鲍教授话音刚落,屏幕里的手术室的电话,叮铃铃的响了。
“1号手术室。”巡回护士跑去接了电话。
几秒钟后,巡回护士挂上了电话,向凌然摇摇头:“边界不清晰。”
手术室里,发出齐齐的叹声。
各地接入了信号,观看手术的医生们,更是无法安静下来。
正在做助手的吕文斌和余媛,也略显不安的看向凌然。
“我们再切一点。应该没问题了。”凌然却是笑笑,再次重复前序的步骤,将病人的肝脏,薄薄的切下来一层。
他刚才其实是卡着边缘来切除的,毕竟,实际操作起来,他是需要根据记忆来做判断的,手滑一下,可能就多切了一厘米的肝脏出去了。对戚玉泉这样的病人来说,多一厘米少一厘米厚度的肝脏,肯定是要影响到寿命的。

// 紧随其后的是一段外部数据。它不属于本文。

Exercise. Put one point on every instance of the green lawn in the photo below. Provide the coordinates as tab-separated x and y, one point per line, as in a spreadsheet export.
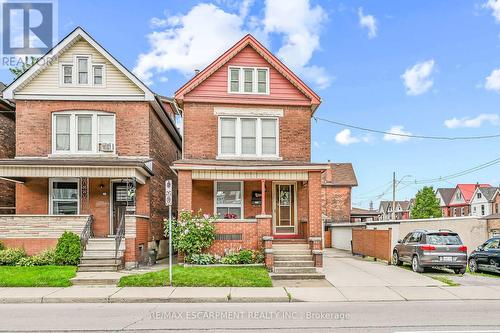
202	277
37	276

因此,凌然做切除的时候,是趋于保守的。第一次切除猜错了也没关系,肝脏的血流反正都已经阻断了,一个小时以内,区别都不会特别大。
现在,凌然再多切掉一点肝脏,既能保证癌细胞清楚,又能保证较多的肝脏剩余。
凌然自信满满的做了切除,并让护士将切片送检,再抬起头来,看到的就全是担忧的表情了。
“凌医生,不如再慎重一点,多切一些。”
“二次送检就别了。”
“切的太薄了,还不如再切一块。”
大部分的医生都是稳字当先的,他们也没有虚拟人,就只能从旁劝说。
凌然扎着手,面带微笑,不为所动。
类似的场景,在他的人生中曾经不停的出现,凌然也早都习惯了。